Velocity Reviews > Simple Text Processing Help

# Simple Text Processing Help

patrick.waldo@gmail.com
Guest
Posts: n/a

 10-14-2007
Hi all,

I started Python just a little while ago and I am stuck on something
that is really simple, but I just can't figure out.

Essentially I need to take a text document with some chemical
information in Czech and organize it into another text file. The
information is always EINECS number, CAS, chemical name, and formula
in tables. I need to organize them into lines with | in between. So
it goes from:

200-763-1 71-73-8
nátrium-tiopentál C11H18N2O2S.Na to:

200-763-1|71-73-8|nátrium-tiopentál|C11H18N2O2S.Na

but if I have a chemical like: kyselina močová

I get:
200-720-7|69-93-2|kyselina|močová
|C5H4N4O3|200-763-1|71-73-8|nátrium-tiopentál

and then it is all off.

How can I get Python to realize that a chemical name may have a space
in it?

Thank you,
Patrick

So far I have:

#take tables in one text file and organize them into lines in another

import codecs

path = "c:\\text_samples\\chem_1_utf8.txt"
path2 = "c:\\text_samples\\chem_2.txt"
input = codecs.open(path, 'r','utf8')
output = codecs.open(path2, 'w', 'utf8')

#read and enter into a list
chem_file = []

#split words and store them in a list
for word in chem_file:
words = word.split()

#starting values in list
e=0 #EINECS
c=1 #CAS
ch=2 #chemical name
f=3 #formula

n=0
loop=1
x=len(words) #counts how many words there are in the file

print '-'*100
while loop==1:
if n<x and f<=x:
print words[e], '|', words[c], '|', words[ch], '|', words[f],
'\n'
output.write(words[e])
output.write('|')
output.write(words[c])
output.write('|')
output.write(words[ch])
output.write('|')
output.write(words[f])
output.write('\r\n')
#increase variables by 4 to get next set
e = e + 4
c = c + 4
ch = ch + 4
f = f + 4
# increase by 1 to repeat
n=n+1
else:
loop=0

input.close()
output.close()

Marc 'BlackJack' Rintsch
Guest
Posts: n/a

 10-14-2007
On Sun, 14 Oct 2007 13:48:51 +0000, patrick.waldo wrote:

> Essentially I need to take a text document with some chemical
> information in Czech and organize it into another text file. The
> information is always EINECS number, CAS, chemical name, and formula
> in tables. I need to organize them into lines with | in between. So
> it goes from:
>
> 200-763-1 71-73-8
> nátrium-tiopentál C11H18N2O2S.Na to:

Is that in *one* line in the input file or two lines like shown here?

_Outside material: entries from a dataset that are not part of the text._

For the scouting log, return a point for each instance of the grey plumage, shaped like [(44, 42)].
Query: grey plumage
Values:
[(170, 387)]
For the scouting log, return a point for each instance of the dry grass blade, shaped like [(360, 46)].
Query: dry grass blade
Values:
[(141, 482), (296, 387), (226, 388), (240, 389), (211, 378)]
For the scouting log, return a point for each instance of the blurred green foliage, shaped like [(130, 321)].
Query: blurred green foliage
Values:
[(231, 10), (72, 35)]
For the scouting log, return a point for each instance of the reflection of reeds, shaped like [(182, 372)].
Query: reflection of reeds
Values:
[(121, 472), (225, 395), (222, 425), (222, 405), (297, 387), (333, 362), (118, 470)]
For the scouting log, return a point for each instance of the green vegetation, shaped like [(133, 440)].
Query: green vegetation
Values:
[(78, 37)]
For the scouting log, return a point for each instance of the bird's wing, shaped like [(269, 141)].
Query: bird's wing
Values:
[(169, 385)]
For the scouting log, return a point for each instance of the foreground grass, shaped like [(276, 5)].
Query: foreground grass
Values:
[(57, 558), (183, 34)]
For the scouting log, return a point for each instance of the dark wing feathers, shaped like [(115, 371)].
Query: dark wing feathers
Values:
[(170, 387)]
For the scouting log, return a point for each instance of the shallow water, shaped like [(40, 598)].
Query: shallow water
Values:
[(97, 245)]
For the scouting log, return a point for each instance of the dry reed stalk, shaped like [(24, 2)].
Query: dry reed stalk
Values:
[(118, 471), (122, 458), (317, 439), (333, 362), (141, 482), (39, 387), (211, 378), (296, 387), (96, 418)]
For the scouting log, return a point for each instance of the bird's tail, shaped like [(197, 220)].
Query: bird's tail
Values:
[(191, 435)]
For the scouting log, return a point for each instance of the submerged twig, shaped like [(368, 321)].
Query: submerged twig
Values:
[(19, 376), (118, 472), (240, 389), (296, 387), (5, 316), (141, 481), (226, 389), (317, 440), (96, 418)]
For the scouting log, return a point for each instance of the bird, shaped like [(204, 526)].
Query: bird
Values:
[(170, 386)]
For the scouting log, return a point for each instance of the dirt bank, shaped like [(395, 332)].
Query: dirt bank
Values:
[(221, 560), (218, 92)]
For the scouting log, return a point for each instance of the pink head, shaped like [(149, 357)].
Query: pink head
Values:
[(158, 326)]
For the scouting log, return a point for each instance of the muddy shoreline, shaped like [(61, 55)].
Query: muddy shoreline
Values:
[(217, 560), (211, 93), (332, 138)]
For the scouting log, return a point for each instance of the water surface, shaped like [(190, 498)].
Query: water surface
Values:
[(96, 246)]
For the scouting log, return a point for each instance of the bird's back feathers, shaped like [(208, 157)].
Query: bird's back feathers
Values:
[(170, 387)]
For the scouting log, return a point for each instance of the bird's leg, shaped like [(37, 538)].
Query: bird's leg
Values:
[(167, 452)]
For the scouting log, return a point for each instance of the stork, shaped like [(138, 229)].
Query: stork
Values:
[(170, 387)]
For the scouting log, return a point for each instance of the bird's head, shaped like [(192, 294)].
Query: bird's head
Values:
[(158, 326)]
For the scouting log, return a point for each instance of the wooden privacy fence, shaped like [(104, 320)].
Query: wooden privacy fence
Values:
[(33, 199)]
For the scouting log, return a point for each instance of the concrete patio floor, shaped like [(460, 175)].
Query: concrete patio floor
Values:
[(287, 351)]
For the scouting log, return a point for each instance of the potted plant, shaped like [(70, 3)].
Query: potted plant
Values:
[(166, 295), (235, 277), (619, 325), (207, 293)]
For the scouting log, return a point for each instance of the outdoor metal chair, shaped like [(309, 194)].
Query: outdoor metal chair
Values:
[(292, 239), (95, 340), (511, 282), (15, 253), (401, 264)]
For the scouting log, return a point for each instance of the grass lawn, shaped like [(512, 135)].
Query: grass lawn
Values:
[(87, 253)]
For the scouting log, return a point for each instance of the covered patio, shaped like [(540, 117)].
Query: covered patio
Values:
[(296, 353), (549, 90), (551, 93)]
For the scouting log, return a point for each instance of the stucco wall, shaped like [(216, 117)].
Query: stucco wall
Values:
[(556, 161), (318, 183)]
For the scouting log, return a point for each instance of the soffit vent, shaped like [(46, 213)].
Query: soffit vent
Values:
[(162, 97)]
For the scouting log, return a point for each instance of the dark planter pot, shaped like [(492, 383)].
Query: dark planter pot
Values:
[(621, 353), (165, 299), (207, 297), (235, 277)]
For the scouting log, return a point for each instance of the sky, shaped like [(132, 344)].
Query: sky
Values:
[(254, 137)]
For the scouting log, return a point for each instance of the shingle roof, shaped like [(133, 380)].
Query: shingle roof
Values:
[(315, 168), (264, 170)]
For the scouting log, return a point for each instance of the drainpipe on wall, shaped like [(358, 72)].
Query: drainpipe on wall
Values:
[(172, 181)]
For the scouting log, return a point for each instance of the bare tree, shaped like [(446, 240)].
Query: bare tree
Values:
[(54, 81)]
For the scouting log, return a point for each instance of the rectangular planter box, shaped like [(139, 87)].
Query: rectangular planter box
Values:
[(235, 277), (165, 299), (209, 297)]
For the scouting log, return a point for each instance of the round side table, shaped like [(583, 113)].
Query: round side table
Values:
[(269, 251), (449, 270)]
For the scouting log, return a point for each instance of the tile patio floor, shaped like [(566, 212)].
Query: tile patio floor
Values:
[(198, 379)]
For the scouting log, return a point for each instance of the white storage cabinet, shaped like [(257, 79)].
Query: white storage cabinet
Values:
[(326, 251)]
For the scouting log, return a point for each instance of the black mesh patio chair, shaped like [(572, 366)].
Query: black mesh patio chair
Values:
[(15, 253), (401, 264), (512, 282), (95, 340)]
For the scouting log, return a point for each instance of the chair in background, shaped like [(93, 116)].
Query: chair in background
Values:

> 200-763-1|71-73-8|nátrium-tiopentál|C11H18N2O2S.Na
>
> but if I have a chemical like: kyselina močová
>
> I get:
> 200-720-7|69-93-2|kyselina|močová
> |C5H4N4O3|200-763-1|71-73-8|nátrium-tiopentál
>
> and then it is all off.
>
> How can I get Python to realize that a chemical name may have a space
> in it?

If the two elements before and the one element after the name can't
contain spaces it is easy: take the first two and the last as it is and
for the name take from the third to the next to last element = the name
and join them with a space.

In [202]: parts = '123 456 a name with spaces 789'.split()

In [203]: parts[0]
Out[203]: '123'

In [204]: parts[1]
Out[204]: '456'

In [205]: ' '.join(parts[2:-1])
Out[205]: 'a name with spaces'

In [206]: parts[-1]
Out[206]: '789'

This works too if the name doesn't have a space in it:

In [207]: parts = '123 456 name 789'.split()

In [208]: parts[0]
Out[208]: '123'

In [209]: parts[1]
Out[209]: '456'

In [210]: ' '.join(parts[2:-1])
Out[210]: 'name'

In [211]: parts[-1]
Out[211]: '789'

> #read and enter into a list
> chem_file = []

This reads the whole file and puts it into a list. This list will
*always* just contain *one* element. So why a list at all!?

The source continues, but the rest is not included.